SAP HANA has progressed on a rapid trajectory of software development and enhancement. Key among recent changes has been the movement from a Single Database Container (SDC) to Multi-Tenant Database Containers (MDC), an architecture that is enforced on all HANA 2.0 SPS 01 (Revision 10) releases.

Implications of the HANA column store

In a row-based relational database, data is stored by row, usu­ally in large files. Data is then accessed from the database by reading and returning full rows of data.


Country Product Sales
1   US Alpha   3000
2   US Beta    1250 <-----storing this line across------>
3   JP Alpha   400
4   UK Alpha   700


Country Product Sales    ^
US      Alpha 3000     |
US      Beta 1250    storing each column up / down
JP      Alpha 400     |
UK      Alpha 700     v


In a columnar database, the entire row does not need to be read, only the columns associated with the query. This columnar structure improves (read) ef­ficiency and therefore query performance, particularly for very large data sets.

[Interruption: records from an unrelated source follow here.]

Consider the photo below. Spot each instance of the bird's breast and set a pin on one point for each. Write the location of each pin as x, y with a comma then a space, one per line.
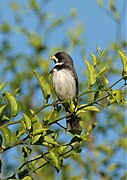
64, 84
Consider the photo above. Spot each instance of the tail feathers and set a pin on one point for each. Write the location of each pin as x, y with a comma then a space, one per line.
72, 123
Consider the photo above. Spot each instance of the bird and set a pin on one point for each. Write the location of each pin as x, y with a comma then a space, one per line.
65, 83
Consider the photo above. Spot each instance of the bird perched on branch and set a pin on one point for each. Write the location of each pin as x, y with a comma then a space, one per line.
65, 82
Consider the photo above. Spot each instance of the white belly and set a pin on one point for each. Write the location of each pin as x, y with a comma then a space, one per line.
64, 84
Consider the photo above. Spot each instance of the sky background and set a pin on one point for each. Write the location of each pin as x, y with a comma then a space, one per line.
99, 27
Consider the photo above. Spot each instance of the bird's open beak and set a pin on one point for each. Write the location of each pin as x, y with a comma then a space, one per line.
53, 58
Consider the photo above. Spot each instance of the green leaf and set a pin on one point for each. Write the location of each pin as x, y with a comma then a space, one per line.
2, 108
6, 134
27, 121
54, 160
36, 126
98, 93
14, 104
91, 127
118, 96
83, 108
56, 23
26, 151
21, 130
27, 178
124, 63
35, 138
94, 59
2, 86
105, 80
1, 140
5, 27
50, 140
102, 71
91, 73
72, 106
45, 87
102, 54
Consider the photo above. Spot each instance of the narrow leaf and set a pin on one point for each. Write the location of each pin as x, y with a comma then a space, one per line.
2, 86
27, 121
124, 63
6, 134
50, 140
94, 59
123, 59
102, 54
87, 108
91, 73
2, 108
102, 71
14, 104
45, 87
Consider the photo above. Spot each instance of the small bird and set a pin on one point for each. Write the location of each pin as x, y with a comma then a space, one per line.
65, 82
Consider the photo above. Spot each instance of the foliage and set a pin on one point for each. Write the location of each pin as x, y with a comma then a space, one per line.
32, 123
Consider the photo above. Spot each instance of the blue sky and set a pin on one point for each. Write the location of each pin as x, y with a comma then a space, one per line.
99, 28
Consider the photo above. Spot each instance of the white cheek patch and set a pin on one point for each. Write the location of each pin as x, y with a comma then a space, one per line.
64, 84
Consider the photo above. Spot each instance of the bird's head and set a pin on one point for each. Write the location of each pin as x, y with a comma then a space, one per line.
61, 58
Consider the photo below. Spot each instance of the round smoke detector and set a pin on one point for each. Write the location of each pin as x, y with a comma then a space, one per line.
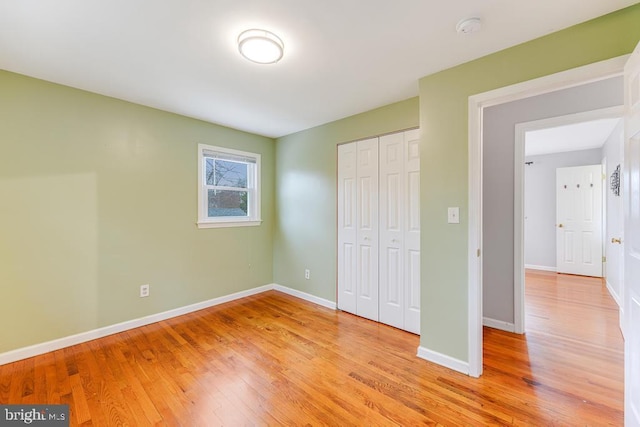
468, 26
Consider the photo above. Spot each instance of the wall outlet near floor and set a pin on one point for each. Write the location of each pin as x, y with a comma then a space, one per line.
144, 291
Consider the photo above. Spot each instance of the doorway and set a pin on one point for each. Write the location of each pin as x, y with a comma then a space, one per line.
478, 108
541, 147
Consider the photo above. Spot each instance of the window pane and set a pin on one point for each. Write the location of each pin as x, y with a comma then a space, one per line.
208, 164
227, 203
225, 173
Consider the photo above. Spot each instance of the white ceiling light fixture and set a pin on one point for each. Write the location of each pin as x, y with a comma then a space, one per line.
468, 26
260, 46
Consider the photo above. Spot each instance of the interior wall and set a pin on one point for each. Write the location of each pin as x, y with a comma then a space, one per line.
99, 196
444, 102
613, 150
306, 174
540, 203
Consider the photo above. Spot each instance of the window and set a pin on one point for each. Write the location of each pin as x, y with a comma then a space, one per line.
228, 187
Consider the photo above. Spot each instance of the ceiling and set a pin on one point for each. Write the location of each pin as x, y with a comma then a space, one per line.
573, 137
341, 57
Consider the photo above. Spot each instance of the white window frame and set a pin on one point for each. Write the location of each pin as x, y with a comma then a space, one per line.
253, 189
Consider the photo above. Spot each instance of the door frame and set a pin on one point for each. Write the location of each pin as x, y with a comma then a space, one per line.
518, 200
477, 103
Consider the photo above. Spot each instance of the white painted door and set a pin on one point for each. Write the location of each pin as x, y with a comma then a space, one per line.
392, 218
579, 220
412, 232
400, 230
367, 228
347, 230
631, 193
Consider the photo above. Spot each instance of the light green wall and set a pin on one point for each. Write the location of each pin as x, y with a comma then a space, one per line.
443, 120
98, 196
305, 232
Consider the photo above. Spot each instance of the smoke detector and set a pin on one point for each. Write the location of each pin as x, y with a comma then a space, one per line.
468, 26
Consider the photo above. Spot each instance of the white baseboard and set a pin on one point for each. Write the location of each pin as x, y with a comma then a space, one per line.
613, 294
498, 324
541, 267
45, 347
305, 296
443, 360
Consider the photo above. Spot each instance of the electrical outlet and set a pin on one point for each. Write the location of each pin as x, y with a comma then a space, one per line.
144, 291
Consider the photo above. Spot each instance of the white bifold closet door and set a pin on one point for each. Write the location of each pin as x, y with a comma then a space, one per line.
379, 229
358, 228
400, 231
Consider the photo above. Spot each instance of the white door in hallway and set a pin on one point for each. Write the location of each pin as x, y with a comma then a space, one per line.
631, 192
579, 220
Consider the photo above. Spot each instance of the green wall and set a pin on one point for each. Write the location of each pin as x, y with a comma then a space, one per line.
305, 231
443, 120
98, 196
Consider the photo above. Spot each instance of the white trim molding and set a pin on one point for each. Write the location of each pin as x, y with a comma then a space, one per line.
305, 296
614, 295
540, 267
477, 103
498, 324
45, 347
443, 360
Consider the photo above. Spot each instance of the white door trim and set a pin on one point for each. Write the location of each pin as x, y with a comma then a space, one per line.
563, 80
518, 200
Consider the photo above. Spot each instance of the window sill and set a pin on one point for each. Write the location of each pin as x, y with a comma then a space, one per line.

Columnar data storage allows highly efficient compression because the majority of the columns contain only a few distinct values (compared to the number of rows). The data, therefore, has a smaller memory footprint and takes fewer processing cycles to interrogate.

Better parallel Processing: in a column store, data is already vertically partitioned. This means that operations on different columns can easily be processed in parallel. If multiple columns need to be searched or aggregated, each of these operations can be assigned to a different processor core.

Insert / Update

Storing data in columns instead of rows is challenging for workloads with many data modifying operations. Therefore, the concept of a differential buffer was introduced, where new entries are written to a differential buffer first. In SAP HANA this is referred to as the delta store. In contrast to the main store, the delta store is optimized for inserts. At a later point in time and depending on thresholds, e.g. the frequency of changes and new entries, the data in the delta store is merged into the main store. This process is referred to as delta merge.

The delta merge process has important implications for filesystem-based table modifications. Delta merge on any table will reorganize all data in that table and as a corollary will adjust all filesystem blocks related to that table. The space savings Delphix can offer by tracking block changes between snapshots become far less effective or predictable when entire tables are reorganized as a function of delta merge.